With the modern wireless communication technologies developed widely and rapidly, its data capacity is reaching theoretical limit. Electromagnetic (EM) waves carrying orbital angular momentum (OAM) have been explored to enhance the system capacity due to its extra degree of freedom of angular momentum1,2. The spiral phase front is believed to carry additional information to provide extra data capacitance, and variety of studies on OAM have been reported in both domains of radio and optics3,4,5. Recently, applications based on OAM have been introduced in wireless communication6,7, optical manipulation8,9, target detection10 and microwave imaging11,12. Approaches for generating OAM have been developed well in recent years, such as spiral phase plate13,14,15, spiral reflectors5, circular waveguide16, and uniform circular antenna arrays17,18,19,20. Among them, the first method is originated from the optics, which has simple structures and is easy to be implemented. On the contrary, the spiral reflector is difficult to be manufactured. Antenna arrays need a complex feeding system and the number of elements limits the mode number. A new form of OAM-carrying EM wave that propagates along the transverse direction is generated by using traveling-wave circular slot antenna21. All methods mentioned above are hard to generate dual-mode OAM simultaneously. Recently, some traditional antennas like cylinder dielectric resonator22, circular slot antenna23, and patch antenna24,25,26 have been proposed to generate multiple OAM modes at the same time, however, a complicated exciting condition or feeding system prohibits their practical applications. Metasurface, as a powerful solution to manipulate the wave front of reflected or transmitted EM waves, has been studied and designed to control EM phase to generate vortex waves carrying OAM, characteristics of easy fabrication and free of complicated feeding systems are promising for their practical engineering applications, however, most of the reported work are based on the reflective metasurfaces and not compact enough due to the existing of air layer27,28,29,30,31,32.

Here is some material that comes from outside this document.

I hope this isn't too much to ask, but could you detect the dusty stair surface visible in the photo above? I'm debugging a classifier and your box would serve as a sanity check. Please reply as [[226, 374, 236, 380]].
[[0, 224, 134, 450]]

In this paper, a transmissive metasurface is designed, manufactured and experimentally validated to generate dual-mode dual-polarization OAM vortex waves simultaneously. The proposed OAM generator consists of a cascaded metasurface which has four metallic layers and three dielectric layers, and an illuminating feed system. The whole process is schematically illustrated in Fig. 1. The high transmission efficiency and complete phase control are maintained by a well-designed element cell and the cascaded structure. To achieve a dual-mode operating system at the same time, a general strategy to control the operating OAM mode is proposed by tuning two orthogonal polarizations independently. For experimental demonstration, a C-band (frequency is 7.5 GHz) transmissive metasurface operating with dual-polarization and dual-mode of 2 and 4 respectively is fabricated and tested. The proposed method promotes the practical engineering applications of OAM, especially in wireless communications technology.

Figure 1
figure 1

Working mechanism of OAM-generating transmissive metasurface.

Results

Element design and working mechanism of dual-mode dual-polarization

When a monochromatic wave impinges on a metasurface consisting of global mirror symmetry elements with respect to \(x\to -\,x\) and \(y\to -\,y\), the EM response can be described by the Jones’ matrices R and T as Equations (1) and (2), where (x,y) is the location of the element center,rxx, ryy, txx, tyy, respect the reflection and transmission coefficients33.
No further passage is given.